The Palestinian Authority said Monday it had signed contracts with four coronavirus vaccine providers, including Russia’s Sputnik V, and should have enough supply to innoculate 70 per cent of the population in two months.
“The health ministry has signed contracts with four companies for the delivery of vaccines that will arrive in two months,” Palestinian prime minister Mohammed Shtayyeh said, ahead of the weekly cabinet meeting.
The Palestinian vaccination campaign will start with health workers, the sick and elderly, Shtayyeh said.

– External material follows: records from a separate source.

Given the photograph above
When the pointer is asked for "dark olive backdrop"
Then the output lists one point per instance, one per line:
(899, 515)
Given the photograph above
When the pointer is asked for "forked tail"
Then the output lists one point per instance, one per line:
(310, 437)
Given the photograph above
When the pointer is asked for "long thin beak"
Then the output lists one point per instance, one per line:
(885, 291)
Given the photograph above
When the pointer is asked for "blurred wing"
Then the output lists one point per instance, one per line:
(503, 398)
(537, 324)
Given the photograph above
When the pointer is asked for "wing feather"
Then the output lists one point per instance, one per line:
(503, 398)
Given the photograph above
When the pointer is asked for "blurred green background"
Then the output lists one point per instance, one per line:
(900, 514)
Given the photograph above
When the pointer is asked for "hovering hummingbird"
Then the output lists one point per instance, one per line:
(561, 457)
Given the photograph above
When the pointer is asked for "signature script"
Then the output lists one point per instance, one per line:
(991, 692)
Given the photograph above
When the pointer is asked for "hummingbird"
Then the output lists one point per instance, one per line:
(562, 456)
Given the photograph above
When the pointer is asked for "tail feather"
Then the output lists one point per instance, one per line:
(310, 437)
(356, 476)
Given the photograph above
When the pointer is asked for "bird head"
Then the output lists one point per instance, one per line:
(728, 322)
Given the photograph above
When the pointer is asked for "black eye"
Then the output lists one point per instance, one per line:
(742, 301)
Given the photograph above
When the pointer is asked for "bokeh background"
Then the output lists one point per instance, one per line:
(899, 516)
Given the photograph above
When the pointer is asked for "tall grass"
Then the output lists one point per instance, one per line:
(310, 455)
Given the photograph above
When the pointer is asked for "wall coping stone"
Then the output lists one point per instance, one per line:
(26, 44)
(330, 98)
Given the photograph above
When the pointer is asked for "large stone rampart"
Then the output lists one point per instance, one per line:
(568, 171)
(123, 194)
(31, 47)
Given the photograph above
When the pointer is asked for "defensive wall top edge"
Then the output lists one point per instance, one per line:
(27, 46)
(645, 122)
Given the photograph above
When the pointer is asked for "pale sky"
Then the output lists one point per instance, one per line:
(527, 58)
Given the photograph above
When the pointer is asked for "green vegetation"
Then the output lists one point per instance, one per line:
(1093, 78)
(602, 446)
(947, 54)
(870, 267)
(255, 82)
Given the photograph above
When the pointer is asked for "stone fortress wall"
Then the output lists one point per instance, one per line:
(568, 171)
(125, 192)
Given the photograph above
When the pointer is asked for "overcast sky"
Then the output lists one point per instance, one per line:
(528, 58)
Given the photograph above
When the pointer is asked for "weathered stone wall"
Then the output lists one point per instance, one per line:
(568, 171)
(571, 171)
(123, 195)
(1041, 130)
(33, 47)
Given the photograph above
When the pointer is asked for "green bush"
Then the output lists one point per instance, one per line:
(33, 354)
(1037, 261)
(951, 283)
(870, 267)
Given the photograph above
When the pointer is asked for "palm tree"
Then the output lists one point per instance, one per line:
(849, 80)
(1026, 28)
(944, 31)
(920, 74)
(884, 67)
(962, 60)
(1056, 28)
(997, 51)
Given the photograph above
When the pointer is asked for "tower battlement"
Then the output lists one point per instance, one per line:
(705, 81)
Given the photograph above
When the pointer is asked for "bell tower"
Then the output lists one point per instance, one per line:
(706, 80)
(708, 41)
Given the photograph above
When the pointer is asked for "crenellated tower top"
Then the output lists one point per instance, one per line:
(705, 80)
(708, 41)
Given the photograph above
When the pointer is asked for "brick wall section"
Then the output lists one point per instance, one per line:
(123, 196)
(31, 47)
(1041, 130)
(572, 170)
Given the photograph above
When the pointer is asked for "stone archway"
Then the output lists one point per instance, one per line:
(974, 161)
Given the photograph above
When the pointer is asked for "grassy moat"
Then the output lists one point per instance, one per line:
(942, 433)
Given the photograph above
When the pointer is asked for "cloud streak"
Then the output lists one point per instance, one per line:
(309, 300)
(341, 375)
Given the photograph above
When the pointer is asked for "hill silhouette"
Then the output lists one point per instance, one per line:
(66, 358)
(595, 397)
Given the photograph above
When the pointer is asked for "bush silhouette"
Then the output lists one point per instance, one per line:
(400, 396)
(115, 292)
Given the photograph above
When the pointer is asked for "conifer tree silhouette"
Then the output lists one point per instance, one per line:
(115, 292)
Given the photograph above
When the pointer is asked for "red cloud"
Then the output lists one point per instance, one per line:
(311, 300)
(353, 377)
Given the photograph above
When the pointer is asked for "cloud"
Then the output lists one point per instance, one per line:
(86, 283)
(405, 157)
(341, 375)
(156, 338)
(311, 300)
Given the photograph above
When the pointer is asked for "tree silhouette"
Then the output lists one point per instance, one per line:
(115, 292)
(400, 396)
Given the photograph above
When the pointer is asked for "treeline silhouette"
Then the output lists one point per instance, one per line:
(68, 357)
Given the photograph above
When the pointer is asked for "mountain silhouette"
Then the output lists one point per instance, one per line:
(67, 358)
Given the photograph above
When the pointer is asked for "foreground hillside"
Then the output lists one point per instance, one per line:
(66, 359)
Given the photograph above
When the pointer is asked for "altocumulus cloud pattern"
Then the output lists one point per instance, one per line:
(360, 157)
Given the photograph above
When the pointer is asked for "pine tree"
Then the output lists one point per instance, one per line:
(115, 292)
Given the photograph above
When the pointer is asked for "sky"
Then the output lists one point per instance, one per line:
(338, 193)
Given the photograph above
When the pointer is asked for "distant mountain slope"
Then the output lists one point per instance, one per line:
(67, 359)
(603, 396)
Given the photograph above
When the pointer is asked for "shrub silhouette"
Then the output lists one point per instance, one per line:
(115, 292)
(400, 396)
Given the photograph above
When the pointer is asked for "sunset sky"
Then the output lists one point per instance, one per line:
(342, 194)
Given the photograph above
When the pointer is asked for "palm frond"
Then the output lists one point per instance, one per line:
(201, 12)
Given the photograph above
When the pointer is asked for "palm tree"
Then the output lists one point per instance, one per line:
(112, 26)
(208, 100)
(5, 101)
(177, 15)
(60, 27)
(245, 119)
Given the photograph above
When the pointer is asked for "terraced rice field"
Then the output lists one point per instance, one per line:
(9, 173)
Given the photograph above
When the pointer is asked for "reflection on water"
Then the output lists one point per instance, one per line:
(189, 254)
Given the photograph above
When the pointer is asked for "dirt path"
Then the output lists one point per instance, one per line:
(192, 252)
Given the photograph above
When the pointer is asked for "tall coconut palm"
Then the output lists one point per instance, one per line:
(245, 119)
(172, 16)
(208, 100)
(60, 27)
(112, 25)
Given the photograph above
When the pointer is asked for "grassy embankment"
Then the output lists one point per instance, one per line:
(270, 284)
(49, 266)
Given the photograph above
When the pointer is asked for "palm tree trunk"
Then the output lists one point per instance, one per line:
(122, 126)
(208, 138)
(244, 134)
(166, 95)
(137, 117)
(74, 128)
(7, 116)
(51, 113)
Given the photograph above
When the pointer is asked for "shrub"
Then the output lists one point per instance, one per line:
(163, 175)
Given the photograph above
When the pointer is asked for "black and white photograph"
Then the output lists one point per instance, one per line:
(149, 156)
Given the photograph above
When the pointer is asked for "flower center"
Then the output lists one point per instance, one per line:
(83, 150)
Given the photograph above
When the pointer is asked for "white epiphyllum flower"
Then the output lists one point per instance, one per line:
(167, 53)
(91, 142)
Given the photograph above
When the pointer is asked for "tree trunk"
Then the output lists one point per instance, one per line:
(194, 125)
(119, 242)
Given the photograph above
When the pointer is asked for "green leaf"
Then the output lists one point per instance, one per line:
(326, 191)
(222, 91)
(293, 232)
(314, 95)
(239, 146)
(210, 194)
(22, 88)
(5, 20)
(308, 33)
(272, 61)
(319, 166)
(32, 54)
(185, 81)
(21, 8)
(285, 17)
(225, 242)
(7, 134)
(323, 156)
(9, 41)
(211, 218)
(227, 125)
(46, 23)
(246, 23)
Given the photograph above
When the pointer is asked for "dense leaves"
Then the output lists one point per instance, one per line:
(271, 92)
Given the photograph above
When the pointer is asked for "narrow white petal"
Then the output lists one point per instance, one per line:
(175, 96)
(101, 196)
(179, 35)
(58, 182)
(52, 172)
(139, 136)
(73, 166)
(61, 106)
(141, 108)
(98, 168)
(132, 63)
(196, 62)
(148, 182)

He specified that the procurement was intended to cover the 2.8 million Palestinians in the occupied West Bank, as well as the 2 million Palestinians in Israel-blockaded Gaza.
The PA had previously said that it expected to receive an initial supply of vaccines under the UN-backed Covax programme, which aims to help poorer nations address the pandemic.
An official with the Palestinian health ministry, Yasser Bouzia, said the contracts signed are worth a total of $21 million.
The deals are with Pfizer-BioNTech, the British partnership between AstraZeneca and the University of Oxford, US company Johnson & Johnson and the Russian vaccine developers.
Palestinian health minister Mai al-Kaila confirmed in a separate statement that the PA had approved the use of Sputnik V.
Russia began vaccinations with Sputnik in early December, even though it was still in its third phase of clinical trials.
The rushed procedures raised concerns that the vaccine was part of Moscow’s efforts to bolster its geopolitical influence.
The PA has not publicly said whether it has sought vaccines from Israel, which is carrying out an aggressive national innoculation campaign.